Quando nos conhecemos, já era uma mulher de personalidade forte, decidida, cheia de vontades. Meu bem, faça isso. Amor, faça aquilo. Se eu não fizesse, ela emburrava. Me sentia como um pião à sua volta, completamente hipnotizado, tentando agradá-la.
O tempo passou e ela mudou um pouco. Ficou menos impositiva. Trocou o faça isso, faça aquilo pelos comentários com voz de veludo. Guilherme, querido, aprenda uma coisa: na vida, você precisa brigar. Mas brigar contra quem, eu me perguntava em silêncio.
Um dia, veio o pânico. Comecei a ter medo de tomar decisões em casa, qualquer decisão. Está sobrando um dinheirinho, colocamos na poupança ou compramos um carro? Amanhã é sábado, o que você acha de pegarmos uma praia? E eu, barba na cara, marmanjo de 43 anos, acostumado a segurar os maiores rojões profissionais, ficava inseguro para responder. Hesitava, fingia não ouvir e ela decidia por mim.
A tragédia veio logo depois. Estávamos nas carícias preliminares, me sentia excitado, mas não consegui. Falhei. Meu pinto simplesmente não atendeu o chamado. A voz de veludo entrou em ação: relaxa, Guilherme, acontece, juro que não ligo, a gente tenta de novo mais tarde.
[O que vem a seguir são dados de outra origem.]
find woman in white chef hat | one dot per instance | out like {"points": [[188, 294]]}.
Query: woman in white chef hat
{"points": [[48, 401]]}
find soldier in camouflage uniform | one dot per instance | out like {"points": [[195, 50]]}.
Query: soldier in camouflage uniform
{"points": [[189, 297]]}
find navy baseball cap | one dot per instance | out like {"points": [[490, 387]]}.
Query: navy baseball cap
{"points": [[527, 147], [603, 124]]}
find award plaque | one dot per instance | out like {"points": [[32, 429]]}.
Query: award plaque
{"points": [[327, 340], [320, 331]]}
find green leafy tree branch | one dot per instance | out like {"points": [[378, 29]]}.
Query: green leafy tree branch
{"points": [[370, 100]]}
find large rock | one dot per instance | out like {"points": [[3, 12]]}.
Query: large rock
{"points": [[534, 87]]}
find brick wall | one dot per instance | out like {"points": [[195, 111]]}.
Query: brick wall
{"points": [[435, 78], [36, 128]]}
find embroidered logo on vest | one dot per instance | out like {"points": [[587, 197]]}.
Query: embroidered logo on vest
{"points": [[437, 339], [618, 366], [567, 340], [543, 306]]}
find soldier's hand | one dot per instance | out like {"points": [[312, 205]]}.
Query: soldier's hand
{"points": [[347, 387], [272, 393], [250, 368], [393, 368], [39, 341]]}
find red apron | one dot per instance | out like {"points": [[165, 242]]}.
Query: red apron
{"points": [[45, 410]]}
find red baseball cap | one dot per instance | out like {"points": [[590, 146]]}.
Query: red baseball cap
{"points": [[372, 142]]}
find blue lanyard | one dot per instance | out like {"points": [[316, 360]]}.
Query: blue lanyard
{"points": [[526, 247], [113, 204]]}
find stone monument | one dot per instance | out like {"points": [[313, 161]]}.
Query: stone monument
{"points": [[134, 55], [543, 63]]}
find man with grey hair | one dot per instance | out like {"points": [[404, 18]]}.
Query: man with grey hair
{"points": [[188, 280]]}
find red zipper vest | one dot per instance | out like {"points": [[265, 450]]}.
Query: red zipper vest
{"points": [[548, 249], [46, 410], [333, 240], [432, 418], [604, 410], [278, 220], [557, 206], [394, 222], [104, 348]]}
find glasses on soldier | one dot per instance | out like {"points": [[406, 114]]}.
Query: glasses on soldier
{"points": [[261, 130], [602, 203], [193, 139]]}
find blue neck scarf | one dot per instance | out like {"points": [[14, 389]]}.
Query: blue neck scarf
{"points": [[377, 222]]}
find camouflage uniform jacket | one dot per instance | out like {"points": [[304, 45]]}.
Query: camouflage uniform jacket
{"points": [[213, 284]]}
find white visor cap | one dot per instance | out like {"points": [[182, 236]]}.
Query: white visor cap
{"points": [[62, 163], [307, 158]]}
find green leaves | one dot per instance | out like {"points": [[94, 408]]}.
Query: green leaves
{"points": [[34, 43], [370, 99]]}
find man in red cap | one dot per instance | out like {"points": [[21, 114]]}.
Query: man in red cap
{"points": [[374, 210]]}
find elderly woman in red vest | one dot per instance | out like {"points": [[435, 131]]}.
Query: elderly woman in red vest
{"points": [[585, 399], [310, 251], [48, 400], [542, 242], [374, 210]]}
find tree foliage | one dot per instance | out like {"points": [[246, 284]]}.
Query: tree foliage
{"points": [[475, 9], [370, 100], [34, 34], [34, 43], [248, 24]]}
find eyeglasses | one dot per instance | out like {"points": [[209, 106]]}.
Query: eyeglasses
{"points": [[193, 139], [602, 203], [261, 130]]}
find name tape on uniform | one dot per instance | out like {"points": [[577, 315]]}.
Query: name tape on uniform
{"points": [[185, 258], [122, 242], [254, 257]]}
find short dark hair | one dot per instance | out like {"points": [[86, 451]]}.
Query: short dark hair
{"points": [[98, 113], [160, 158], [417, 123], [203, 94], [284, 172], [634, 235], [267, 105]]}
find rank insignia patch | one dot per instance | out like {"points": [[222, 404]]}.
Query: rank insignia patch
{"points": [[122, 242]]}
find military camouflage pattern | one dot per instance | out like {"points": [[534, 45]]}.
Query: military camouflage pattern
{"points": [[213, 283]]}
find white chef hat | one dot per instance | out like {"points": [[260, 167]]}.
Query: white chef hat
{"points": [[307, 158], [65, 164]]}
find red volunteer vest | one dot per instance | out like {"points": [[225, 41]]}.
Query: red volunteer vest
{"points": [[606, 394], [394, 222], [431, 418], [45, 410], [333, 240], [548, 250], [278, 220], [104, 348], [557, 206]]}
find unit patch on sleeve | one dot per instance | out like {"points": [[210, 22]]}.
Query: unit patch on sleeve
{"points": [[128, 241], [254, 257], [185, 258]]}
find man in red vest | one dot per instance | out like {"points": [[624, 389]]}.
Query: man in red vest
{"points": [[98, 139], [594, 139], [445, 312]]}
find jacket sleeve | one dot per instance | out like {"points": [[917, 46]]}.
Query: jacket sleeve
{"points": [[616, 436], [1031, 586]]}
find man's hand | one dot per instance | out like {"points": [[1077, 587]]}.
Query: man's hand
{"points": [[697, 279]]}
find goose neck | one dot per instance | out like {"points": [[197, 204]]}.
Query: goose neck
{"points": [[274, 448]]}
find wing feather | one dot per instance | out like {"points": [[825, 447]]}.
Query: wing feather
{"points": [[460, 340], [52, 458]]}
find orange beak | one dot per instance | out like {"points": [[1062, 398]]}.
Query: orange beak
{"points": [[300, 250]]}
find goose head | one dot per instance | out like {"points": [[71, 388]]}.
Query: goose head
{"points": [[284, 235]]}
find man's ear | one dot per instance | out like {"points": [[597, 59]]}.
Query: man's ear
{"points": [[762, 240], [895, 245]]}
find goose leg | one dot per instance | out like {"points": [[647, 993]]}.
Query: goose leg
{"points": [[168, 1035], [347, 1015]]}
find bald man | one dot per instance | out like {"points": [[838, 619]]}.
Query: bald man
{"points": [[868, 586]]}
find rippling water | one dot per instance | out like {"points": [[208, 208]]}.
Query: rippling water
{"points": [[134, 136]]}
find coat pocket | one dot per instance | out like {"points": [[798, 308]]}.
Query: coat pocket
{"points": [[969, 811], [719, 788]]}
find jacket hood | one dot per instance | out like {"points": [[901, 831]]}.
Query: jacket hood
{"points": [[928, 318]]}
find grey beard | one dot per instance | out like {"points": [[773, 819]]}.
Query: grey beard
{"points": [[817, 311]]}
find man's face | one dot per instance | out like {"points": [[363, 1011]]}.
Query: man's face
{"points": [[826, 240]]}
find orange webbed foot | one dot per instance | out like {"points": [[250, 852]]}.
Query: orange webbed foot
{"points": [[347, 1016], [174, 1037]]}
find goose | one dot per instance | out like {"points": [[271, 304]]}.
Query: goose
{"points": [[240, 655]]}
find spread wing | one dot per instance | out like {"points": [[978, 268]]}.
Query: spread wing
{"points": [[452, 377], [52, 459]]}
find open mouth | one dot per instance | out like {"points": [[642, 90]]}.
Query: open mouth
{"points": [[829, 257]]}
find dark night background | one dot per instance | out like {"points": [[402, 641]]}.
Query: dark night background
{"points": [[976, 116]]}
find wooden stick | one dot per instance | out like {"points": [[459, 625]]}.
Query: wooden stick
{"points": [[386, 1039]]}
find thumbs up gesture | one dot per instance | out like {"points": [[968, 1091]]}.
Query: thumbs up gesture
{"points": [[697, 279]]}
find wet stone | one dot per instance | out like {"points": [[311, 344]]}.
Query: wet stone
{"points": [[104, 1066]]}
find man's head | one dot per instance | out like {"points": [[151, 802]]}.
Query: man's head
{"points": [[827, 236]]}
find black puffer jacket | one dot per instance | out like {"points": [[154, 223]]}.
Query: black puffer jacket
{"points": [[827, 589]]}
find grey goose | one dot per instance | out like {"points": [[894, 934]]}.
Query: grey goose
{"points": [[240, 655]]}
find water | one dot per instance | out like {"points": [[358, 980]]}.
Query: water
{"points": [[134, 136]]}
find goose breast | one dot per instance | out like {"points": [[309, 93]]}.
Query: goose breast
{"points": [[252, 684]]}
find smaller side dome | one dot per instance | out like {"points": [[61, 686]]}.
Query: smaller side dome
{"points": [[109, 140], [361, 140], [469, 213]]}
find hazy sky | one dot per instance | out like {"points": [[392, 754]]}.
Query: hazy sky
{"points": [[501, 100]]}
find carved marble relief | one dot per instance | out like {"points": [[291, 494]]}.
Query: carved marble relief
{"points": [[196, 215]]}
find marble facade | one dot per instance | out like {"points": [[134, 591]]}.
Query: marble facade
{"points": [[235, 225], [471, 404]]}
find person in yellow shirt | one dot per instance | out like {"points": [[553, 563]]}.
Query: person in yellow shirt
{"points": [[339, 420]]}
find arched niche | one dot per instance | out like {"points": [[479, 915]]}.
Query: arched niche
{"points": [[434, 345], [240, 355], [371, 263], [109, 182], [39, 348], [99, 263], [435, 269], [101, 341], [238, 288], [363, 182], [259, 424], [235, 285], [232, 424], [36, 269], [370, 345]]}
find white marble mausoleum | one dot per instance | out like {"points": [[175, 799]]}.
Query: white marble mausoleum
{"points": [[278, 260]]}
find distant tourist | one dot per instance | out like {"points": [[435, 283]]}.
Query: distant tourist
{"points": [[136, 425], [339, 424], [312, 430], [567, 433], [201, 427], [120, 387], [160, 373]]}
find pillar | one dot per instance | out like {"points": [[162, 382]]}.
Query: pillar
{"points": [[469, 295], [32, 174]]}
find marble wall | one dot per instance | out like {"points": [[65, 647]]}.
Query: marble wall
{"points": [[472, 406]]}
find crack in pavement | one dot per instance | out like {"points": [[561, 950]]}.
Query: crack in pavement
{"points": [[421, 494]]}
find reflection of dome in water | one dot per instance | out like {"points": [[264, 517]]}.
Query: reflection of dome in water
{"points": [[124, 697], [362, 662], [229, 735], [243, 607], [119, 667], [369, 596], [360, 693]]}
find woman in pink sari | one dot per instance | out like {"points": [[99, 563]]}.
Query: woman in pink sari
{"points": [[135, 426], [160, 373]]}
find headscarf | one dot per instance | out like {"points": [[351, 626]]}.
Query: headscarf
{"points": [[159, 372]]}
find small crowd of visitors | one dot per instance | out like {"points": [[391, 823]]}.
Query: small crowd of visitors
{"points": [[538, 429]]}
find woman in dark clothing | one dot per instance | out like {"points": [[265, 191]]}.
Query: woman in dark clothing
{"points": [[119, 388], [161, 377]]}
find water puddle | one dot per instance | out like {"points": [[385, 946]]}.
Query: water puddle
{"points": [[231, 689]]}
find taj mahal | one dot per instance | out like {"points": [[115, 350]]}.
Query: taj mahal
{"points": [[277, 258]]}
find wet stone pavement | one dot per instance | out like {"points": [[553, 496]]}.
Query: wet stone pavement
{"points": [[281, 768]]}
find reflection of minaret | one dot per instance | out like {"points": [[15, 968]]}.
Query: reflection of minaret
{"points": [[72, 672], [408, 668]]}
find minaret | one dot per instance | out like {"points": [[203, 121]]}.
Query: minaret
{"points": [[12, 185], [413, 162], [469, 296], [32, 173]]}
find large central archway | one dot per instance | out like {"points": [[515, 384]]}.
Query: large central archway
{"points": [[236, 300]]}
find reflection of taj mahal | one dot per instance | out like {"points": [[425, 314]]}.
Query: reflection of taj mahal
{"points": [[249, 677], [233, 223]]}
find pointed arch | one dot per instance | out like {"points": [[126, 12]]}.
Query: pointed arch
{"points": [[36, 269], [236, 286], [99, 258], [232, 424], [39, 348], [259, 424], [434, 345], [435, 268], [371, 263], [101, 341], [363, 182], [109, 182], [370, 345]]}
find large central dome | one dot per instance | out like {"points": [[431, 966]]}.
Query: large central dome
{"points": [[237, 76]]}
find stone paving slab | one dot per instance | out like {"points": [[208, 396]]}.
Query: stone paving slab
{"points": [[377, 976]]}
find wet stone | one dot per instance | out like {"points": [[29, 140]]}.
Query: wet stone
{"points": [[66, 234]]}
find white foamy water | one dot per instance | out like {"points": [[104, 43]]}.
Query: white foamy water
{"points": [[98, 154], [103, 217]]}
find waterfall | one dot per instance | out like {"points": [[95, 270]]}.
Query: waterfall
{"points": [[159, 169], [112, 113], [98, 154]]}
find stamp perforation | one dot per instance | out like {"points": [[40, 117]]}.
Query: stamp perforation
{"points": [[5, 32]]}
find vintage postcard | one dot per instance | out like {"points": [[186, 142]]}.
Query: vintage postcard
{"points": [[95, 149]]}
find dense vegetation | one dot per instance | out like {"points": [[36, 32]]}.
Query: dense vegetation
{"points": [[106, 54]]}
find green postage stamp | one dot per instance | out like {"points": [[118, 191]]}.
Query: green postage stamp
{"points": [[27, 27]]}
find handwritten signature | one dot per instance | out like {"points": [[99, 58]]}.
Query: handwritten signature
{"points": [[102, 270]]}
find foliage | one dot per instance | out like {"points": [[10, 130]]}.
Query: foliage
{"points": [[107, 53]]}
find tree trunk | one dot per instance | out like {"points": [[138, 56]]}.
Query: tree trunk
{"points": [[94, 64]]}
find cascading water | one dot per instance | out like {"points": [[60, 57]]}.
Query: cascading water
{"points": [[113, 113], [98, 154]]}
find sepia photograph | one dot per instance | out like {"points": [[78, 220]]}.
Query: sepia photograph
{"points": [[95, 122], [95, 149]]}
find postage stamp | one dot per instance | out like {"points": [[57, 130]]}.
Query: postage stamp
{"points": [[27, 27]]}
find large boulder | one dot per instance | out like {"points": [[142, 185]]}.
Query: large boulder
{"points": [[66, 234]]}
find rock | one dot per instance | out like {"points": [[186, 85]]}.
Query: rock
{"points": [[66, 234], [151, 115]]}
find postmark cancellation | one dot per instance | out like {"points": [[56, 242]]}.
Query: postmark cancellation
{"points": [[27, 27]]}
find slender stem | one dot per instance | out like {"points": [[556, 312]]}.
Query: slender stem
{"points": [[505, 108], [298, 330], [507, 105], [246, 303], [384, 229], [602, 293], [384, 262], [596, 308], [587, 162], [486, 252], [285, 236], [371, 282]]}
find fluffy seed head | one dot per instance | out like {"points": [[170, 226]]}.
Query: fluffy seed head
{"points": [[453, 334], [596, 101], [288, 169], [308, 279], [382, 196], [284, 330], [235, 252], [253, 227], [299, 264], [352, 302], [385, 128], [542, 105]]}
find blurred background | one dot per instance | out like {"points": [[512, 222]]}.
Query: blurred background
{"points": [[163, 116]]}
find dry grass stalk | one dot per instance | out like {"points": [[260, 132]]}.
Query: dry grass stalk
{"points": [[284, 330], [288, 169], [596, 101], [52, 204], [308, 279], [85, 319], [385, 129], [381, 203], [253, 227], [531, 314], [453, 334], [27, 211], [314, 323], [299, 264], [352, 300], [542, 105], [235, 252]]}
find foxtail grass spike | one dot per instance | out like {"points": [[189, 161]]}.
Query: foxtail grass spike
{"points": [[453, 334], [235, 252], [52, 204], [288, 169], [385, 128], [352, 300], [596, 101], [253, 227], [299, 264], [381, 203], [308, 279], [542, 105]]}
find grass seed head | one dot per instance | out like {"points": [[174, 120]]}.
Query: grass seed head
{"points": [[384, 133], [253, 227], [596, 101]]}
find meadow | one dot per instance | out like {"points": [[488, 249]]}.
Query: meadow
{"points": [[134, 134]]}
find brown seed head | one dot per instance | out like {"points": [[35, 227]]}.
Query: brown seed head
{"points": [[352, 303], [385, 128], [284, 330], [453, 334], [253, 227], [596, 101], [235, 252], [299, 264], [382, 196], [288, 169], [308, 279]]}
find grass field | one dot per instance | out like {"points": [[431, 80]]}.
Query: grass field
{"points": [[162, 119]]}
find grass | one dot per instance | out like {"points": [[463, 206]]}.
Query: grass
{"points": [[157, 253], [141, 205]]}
Tentamos. E nada. Foi assim durante cinco anos. Não transava em casa nem na rua. Tinha medo de falhar também com as outras mulheres.
Sofria absolutamente calado. Por inibição, não procurava médicos nem psicólogos. Pensava, às vezes, em me abrir com amigos. Mas, na hora h, recuava. Eles viviam alardeando que seduziam a cidade inteira. Como eu iria lhes contar que não podia mais trepar?
Também me fechei com minha mulher. Mal conversávamos sobre o assunto. Ela ficou num canto, eu em outro. Eu precisando de afeto, ela se afastando. Uma noite, me disse que queria se separar.
Foi um baque. Não sei por que, mas a separação nunca me passara pela cabeça -embora, àquela altura, meus problemas sexuais já durassem quatro anos.
Fiquei desnorteado, emagreci cinco quilos, não conseguia trabalhar. Resolvi, então, procurar um urologista. Fiz uma bateria de exames e constatei que não tinha nenhum distúrbio físico. Precisava de ajuda psicológica. Corri atrás.
Nos primeiros seis meses de terapia, continuei morando com minha mulher, ainda sem transar. Até que ela perdeu a paciência e praticamente colocou minhas malas fora de casa. Covarde, diminuído, não perguntei se saía com outro homem.
Estamos separados há dois anos. Mal a vejo, mas temos um relacionamento cordial. Meus filhos moram com ela e me visitam sempre.
Só três meses depois da separação, arranjei coragem para procurar outra mulher. Foi um fiasco. Tentei uma segunda vez, de novo sem sucesso. Na terceira, finalmente consegui.
Hoje, tenho uma namorada 14 anos mais nova. Me sinto bem. Precisei atravessar o inferno para entender que não posso controlar tudo.
Antes, quando transava, não me preocupava com meu próprio prazer. Enxergava apenas o prazer da parceira. Se ela gozasse, estava bom para mim porque me julgava inteiramente responsável por sua felicidade.
Longe da cama, prevalecia a mesma lógica. Eu tinha que ser o todo-poderoso. Quando achava que estavam questionando meu poder, perdia o rumo e me acovardava.
Agora, vou mais devagar. Procuro levar a vida com leveza. Não sou Deus nem máquina. Se estou inseguro, digo. Se quero carinho, peço. Quase sempre, funciona.